Professor Chandra’s book, Resistance as Negotiation, redefines resistance as negotiation with power rather than mere opposition. “Instead of a binary view, I suggest we see resistance as struggles where the powerless negotiate with the powerful, extracting concessions,” he explains. His fifteen years of research reveals how modern Indian states and their tribal subjects have continuously shaped each other through these negotiations over the past two centuries.

One of the most intriguing aspects of Professor Chandra’s work is his exploration of “tribalism” and its contemporary relevance. Around 2016, he noticed the terms tribes and tribalism used to describe the polarized support for various populist leaders. “As a scholar from the Global South, it was striking because these terms had long been associated with colonialism,” he notes. Professor Chandra’s book examines how the notion of tribalism, once primarily used to describe Indigenous communities as primitive, has resurfaced in Western political discourse. “That tribalism would make its way back to the heart of debates over the future of Western democracies is astounding to me,” he says.

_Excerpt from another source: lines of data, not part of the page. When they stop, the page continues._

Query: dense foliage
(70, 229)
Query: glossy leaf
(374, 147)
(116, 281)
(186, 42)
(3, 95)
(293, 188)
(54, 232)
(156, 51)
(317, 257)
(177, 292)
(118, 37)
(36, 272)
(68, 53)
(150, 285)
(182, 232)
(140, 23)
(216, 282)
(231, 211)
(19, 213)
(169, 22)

Since joining GU-Q in 2015, Professor Chandra has benefited from a supportive academic environment that has been instrumental in shaping his work. A workshop hosted at GU-Q in 2016 marked a crucial turning point in his research, bringing together scholars from around the world to critique and refine his manuscript. “I am indebted to them and the Center for International and Regional Studies for making this possible,” he says.

Professor Chandra’s journey from an economics student to a government professor exemplifies the transformative power of the politics of listening, offering new ways to understand the world. As he continues to push the boundaries of political anthropology, his contributions promise to inspire scholars and practitioners alike with nuanced and profoundly human insights into the complexities of state-making and resistance.